Марк-Алем оцепенел. Он не понимал, что ему делать: продолжать стоять, немедленно уйти, рассердиться или же, напротив, просить прощения. Словно прочитав его мысли, коротышка-служащий, который его привел, бесшумно вышел из кабинета, оставив их наедине друг с другом. Они стояли теперь лицом к лицу с двух сторон разделявшей их жаровни. Но продолжалось это недолго. Все так же медленно, как он подошел тогда, когда путь его к жаровне показался Марк-Алему бесконечно длинным, чиновник вернулся обратно на свое место за столом, но не сел. Он только слегка прокашлялся, словно готовясь произнести речь, и, поглядывая то на дверь, то на Марк-Алема, проговорил:
— В Табир-Сарай нельзя попасть по протекции, поскольку подобное явление, то есть протекция, противоречит самой сути Табир-Сарая.

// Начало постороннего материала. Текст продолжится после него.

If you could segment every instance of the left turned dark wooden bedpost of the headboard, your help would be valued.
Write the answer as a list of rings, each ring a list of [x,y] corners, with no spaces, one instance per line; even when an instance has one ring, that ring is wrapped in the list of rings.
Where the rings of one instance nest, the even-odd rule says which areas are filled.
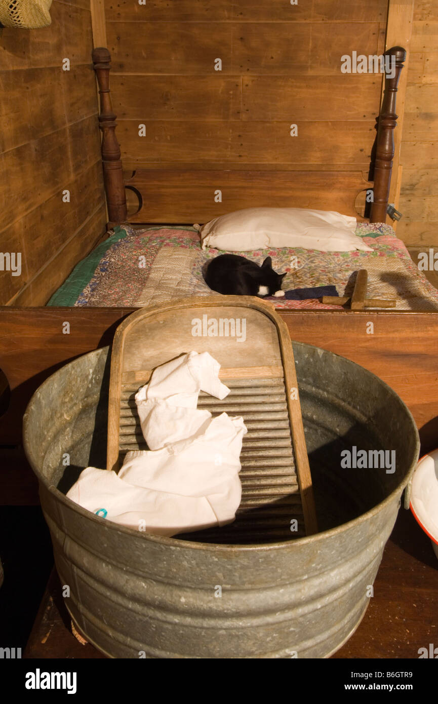
[[[108,205],[108,228],[127,222],[125,184],[123,166],[120,160],[120,146],[115,137],[115,114],[111,106],[109,90],[109,72],[111,56],[104,46],[94,49],[93,65],[99,84],[101,98],[99,127],[102,131],[102,165],[104,168],[104,186]]]

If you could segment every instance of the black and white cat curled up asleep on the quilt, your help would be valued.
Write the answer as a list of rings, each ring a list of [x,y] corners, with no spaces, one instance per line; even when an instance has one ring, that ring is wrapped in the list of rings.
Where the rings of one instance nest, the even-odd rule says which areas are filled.
[[[282,280],[285,276],[286,272],[277,274],[273,270],[270,257],[259,266],[237,254],[220,254],[204,270],[206,284],[227,296],[284,296]]]

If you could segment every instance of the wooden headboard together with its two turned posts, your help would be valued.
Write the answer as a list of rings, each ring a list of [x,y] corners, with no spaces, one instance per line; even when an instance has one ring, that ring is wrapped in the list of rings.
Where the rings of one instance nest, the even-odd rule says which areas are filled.
[[[395,59],[395,75],[384,73],[384,97],[380,109],[380,115],[376,118],[376,134],[373,144],[373,133],[368,128],[368,133],[355,132],[351,127],[352,134],[346,135],[345,139],[363,139],[357,145],[357,149],[365,154],[370,154],[368,171],[362,168],[355,168],[350,165],[345,168],[344,164],[339,165],[342,158],[334,158],[333,163],[326,165],[306,164],[303,168],[286,168],[280,163],[254,163],[254,168],[249,168],[246,160],[240,165],[237,160],[239,154],[234,154],[234,161],[228,164],[218,163],[210,157],[208,163],[204,163],[202,158],[198,163],[185,165],[181,161],[175,163],[165,162],[148,163],[145,162],[144,151],[142,158],[132,156],[135,146],[130,147],[131,156],[124,156],[122,163],[120,158],[120,146],[115,135],[116,115],[113,113],[111,96],[109,89],[109,70],[111,68],[111,56],[108,49],[104,47],[96,48],[93,51],[94,70],[96,71],[99,83],[99,94],[101,96],[101,109],[99,115],[99,126],[103,133],[102,137],[102,162],[104,168],[104,182],[106,187],[106,198],[108,203],[109,225],[119,225],[124,222],[132,223],[154,223],[162,224],[179,223],[192,225],[194,222],[207,222],[217,215],[229,213],[240,208],[250,208],[255,206],[272,207],[300,207],[317,208],[320,210],[337,210],[345,215],[354,215],[361,221],[364,215],[369,215],[370,222],[385,222],[387,205],[389,199],[389,186],[392,173],[392,159],[394,157],[394,127],[396,127],[395,113],[396,92],[399,83],[403,61],[406,59],[406,51],[400,46],[394,46],[385,52],[384,56]],[[367,76],[367,79],[370,77]],[[307,81],[315,79],[315,76],[308,77]],[[354,80],[351,80],[354,79]],[[354,86],[360,76],[340,75],[339,86],[344,88],[346,84],[351,84],[349,90],[349,103],[343,107],[342,98],[337,101],[339,110],[349,113],[349,108],[354,105]],[[249,79],[248,79],[249,80]],[[375,80],[375,77],[374,77]],[[301,85],[301,77],[296,78],[297,91]],[[327,99],[327,87],[324,80],[311,81],[313,83],[312,100],[309,102],[308,92],[300,101],[296,101],[294,107],[296,112],[303,117],[311,114],[318,114],[317,107]],[[333,87],[333,79],[329,84],[329,90]],[[138,89],[140,90],[139,83]],[[266,101],[270,99],[269,81],[265,83]],[[123,88],[119,84],[119,104],[123,103]],[[208,96],[207,96],[208,97]],[[137,102],[139,106],[147,103],[147,96],[139,95]],[[246,108],[249,109],[249,108]],[[291,108],[292,109],[292,108]],[[361,106],[361,111],[371,112],[368,106]],[[146,129],[146,124],[140,117],[141,110],[134,111],[135,130]],[[351,114],[351,111],[350,111]],[[363,115],[366,117],[367,115]],[[369,115],[368,115],[369,117]],[[147,122],[147,120],[146,120]],[[178,120],[171,129],[178,129]],[[292,121],[291,121],[292,122]],[[298,125],[300,121],[296,119]],[[170,124],[170,123],[169,123]],[[238,124],[244,125],[244,129],[254,129],[249,121],[242,120]],[[327,129],[330,122],[324,122],[323,127]],[[351,123],[353,124],[353,123]],[[291,125],[292,127],[292,125]],[[130,129],[132,132],[132,124]],[[205,130],[205,125],[204,128]],[[208,149],[214,151],[215,144],[220,142],[220,134],[215,134],[218,130],[218,122],[211,122],[210,133],[201,134],[202,139],[209,139]],[[259,129],[259,127],[257,127]],[[301,129],[301,127],[298,127]],[[335,128],[332,125],[333,134],[336,139],[341,139],[339,125]],[[346,128],[347,129],[347,128]],[[270,149],[270,144],[275,142],[276,136],[270,137],[270,123],[266,122],[265,130],[268,134],[261,135],[261,149]],[[305,130],[305,127],[304,127]],[[292,132],[292,130],[291,130]],[[137,132],[139,140],[142,139]],[[147,135],[146,135],[147,136]],[[123,135],[124,139],[126,134]],[[175,135],[174,135],[175,137]],[[239,137],[242,135],[239,134]],[[312,147],[314,150],[324,150],[326,139],[320,137],[320,143],[312,137]],[[326,137],[326,136],[325,136]],[[132,142],[132,134],[129,137]],[[129,142],[129,139],[127,140]],[[182,136],[183,139],[183,136]],[[294,139],[294,137],[290,137]],[[302,135],[303,141],[291,142],[291,144],[306,145],[309,147],[309,137]],[[307,142],[306,142],[307,139]],[[244,140],[244,137],[242,137]],[[330,141],[330,140],[329,140]],[[125,140],[126,142],[126,140]],[[242,142],[243,144],[244,142]],[[137,142],[137,144],[142,144]],[[342,145],[339,144],[339,152]],[[238,150],[238,146],[237,146]],[[220,151],[218,146],[218,151]],[[326,150],[327,151],[327,150]],[[333,150],[331,150],[333,152]],[[201,153],[200,153],[200,156]],[[328,156],[328,155],[327,155]],[[256,156],[254,157],[256,159]],[[256,159],[257,161],[257,159]],[[261,158],[259,158],[261,161]],[[360,204],[365,203],[365,194],[373,189],[373,202],[368,210],[360,210]],[[126,197],[128,194],[128,199]],[[127,200],[130,205],[128,213]]]

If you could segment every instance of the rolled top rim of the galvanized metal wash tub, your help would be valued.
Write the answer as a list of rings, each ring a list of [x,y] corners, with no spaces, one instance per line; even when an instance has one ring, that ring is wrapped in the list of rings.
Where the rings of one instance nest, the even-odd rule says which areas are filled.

Марк-Алем ничего не понял.
— Не подверженность внешним влияниям, а напротив, борьба с ними, не открытость проникновению извне, но изоляция от него и, таким образом, не протекция, но исключение любых ее видов — вот один из основополагающих принципов Табир-Сарая. Тем не менее ты сегодня принят на работу в этот дворец.
Что все это значит? — спросил себя Марк-Алем. Взгляд его, словно для того, чтобы удостовериться лишний раз, упал на обугленные остатки сгоревшего листка на дремлющих под седым пеплом углях.